Tout à coup il se prit à rire.
--Mais tout n'est pas perdu, fit-il. Personne encore ne sait le nom de mes parents, n'est-ce pas?
--Je crois bien, en effet, que chez nous, personne, excepté le curé, ne se souvient du nom de ta mère.
--Alors pourquoi parleriez-vous? que venez-vous faire ici? retournez à la maison discrètement et les choses vont s'arranger. Le monde ne s'en portera pas plus mal parce qu'il ne saura ni le nom de mon père ni celui de ma mère.
--Ecoute, mon garçon, si tu étais seul en cause on resterait muet.

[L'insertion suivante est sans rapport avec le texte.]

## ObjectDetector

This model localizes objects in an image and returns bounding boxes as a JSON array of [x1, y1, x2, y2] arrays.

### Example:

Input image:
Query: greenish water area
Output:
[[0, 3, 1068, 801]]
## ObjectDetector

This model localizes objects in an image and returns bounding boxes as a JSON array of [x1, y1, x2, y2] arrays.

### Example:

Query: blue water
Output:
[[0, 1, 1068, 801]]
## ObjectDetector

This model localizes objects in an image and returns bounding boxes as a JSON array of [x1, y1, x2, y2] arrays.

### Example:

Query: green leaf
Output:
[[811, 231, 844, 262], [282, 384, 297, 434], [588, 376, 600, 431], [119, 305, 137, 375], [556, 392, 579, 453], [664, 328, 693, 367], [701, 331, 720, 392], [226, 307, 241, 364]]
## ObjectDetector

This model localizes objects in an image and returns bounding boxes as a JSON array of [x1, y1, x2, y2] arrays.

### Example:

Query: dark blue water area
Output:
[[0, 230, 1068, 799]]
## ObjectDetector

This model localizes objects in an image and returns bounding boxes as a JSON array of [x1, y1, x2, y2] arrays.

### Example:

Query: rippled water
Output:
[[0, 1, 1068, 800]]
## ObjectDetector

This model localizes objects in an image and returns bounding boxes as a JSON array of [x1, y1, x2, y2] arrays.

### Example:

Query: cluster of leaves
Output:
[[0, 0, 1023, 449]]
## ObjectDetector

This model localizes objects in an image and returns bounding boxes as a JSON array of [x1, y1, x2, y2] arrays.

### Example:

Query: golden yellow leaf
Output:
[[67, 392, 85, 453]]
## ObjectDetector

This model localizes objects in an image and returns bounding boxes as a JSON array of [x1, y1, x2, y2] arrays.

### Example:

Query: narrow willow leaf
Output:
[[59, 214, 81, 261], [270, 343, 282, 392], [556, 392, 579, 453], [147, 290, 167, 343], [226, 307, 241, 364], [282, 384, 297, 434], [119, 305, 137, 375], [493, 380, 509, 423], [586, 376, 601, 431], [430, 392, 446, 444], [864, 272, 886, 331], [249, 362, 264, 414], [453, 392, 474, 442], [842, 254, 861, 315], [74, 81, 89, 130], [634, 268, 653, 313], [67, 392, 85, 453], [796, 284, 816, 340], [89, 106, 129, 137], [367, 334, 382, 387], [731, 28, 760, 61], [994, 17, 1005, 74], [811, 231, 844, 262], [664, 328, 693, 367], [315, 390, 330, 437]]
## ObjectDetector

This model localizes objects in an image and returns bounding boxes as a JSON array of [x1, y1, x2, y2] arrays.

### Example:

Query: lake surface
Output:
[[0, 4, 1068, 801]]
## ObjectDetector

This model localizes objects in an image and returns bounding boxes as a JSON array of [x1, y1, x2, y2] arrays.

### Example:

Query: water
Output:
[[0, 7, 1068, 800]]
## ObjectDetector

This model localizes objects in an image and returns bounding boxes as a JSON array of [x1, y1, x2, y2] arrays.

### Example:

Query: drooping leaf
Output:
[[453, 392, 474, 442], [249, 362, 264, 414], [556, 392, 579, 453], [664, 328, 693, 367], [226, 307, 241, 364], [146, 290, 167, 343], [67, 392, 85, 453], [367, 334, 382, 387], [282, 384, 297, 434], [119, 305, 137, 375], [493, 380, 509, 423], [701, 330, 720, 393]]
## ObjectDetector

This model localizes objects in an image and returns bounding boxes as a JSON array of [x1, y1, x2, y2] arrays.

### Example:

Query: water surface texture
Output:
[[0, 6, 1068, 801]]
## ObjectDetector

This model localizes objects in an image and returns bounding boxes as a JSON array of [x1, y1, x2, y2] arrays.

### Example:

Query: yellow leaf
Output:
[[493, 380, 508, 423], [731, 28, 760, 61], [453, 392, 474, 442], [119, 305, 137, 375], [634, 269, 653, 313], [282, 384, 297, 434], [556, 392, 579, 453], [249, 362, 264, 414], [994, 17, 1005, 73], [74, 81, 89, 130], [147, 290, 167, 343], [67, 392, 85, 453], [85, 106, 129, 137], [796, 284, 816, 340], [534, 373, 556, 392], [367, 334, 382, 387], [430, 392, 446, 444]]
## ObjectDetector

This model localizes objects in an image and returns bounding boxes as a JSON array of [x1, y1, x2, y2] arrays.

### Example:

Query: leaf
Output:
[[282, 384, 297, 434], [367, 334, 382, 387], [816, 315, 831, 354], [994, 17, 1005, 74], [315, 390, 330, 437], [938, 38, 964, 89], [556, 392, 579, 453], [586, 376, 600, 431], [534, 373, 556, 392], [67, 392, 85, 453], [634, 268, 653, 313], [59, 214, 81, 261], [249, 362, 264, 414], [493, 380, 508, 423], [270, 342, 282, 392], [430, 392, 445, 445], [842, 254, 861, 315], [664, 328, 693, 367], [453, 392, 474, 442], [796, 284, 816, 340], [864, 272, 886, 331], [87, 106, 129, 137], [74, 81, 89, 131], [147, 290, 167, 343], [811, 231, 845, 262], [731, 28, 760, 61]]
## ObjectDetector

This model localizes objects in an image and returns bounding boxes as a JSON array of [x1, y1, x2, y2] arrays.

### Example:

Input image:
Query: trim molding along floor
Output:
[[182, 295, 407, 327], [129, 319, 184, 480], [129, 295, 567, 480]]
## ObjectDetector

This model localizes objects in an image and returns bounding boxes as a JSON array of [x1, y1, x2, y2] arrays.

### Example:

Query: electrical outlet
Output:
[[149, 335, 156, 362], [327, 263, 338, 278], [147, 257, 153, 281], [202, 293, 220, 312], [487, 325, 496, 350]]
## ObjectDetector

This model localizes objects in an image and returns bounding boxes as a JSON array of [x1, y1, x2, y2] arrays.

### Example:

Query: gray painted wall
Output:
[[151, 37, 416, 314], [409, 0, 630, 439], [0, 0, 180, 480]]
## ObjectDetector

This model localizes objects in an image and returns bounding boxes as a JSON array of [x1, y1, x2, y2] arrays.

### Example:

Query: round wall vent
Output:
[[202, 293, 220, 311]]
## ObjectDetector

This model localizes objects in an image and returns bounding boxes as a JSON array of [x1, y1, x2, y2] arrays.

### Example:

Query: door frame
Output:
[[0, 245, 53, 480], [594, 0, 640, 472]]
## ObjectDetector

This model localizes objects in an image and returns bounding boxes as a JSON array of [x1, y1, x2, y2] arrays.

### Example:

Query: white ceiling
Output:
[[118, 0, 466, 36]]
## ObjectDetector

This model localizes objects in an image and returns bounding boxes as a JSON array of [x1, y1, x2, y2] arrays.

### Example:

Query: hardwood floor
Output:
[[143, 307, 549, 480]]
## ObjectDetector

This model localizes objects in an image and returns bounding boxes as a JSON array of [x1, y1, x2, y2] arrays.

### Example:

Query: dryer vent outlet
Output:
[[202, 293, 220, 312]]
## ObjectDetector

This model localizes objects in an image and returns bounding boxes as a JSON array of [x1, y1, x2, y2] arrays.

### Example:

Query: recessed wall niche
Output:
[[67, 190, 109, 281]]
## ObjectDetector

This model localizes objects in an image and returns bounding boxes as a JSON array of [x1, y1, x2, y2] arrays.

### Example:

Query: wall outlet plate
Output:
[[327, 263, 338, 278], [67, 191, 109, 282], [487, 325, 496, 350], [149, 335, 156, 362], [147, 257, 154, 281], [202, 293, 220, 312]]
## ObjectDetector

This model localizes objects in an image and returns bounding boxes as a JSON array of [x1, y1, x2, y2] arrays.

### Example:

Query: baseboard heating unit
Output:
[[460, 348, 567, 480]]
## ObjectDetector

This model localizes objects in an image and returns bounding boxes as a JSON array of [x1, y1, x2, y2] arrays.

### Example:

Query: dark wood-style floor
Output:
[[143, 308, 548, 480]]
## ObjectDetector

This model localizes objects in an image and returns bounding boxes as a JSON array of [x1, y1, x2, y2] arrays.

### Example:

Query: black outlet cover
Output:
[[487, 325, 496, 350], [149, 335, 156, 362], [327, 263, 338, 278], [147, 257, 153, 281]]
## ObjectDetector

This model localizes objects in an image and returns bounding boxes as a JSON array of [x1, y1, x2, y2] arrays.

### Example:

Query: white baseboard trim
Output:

On comprend aisément qu'il ne serait pas légitime de briser une existence comme la tienne, de t'apporter, dans tous les cas, des déboires et des humiliations pour satisfaire les caprices d'un homme qui t'a mis sur la terre, comme on jette une graine dans un champ étranger, sans se soucier qu'elle germe ou périsse, mais il y a une question de justice envers une autre personne: Il ne faut pas que mademoiselle Léontine prenne ta place et boive le calice que tu refuses de boire...
--Bah! des scrupules... On sait qu'elle est une enfant trouvée, elle... qu'importe le nom de ses parents?
--Le curé est venu; il saurait toujours bien remplir son devoir, lui, si j'étais assez lâche pour forfaire au mien.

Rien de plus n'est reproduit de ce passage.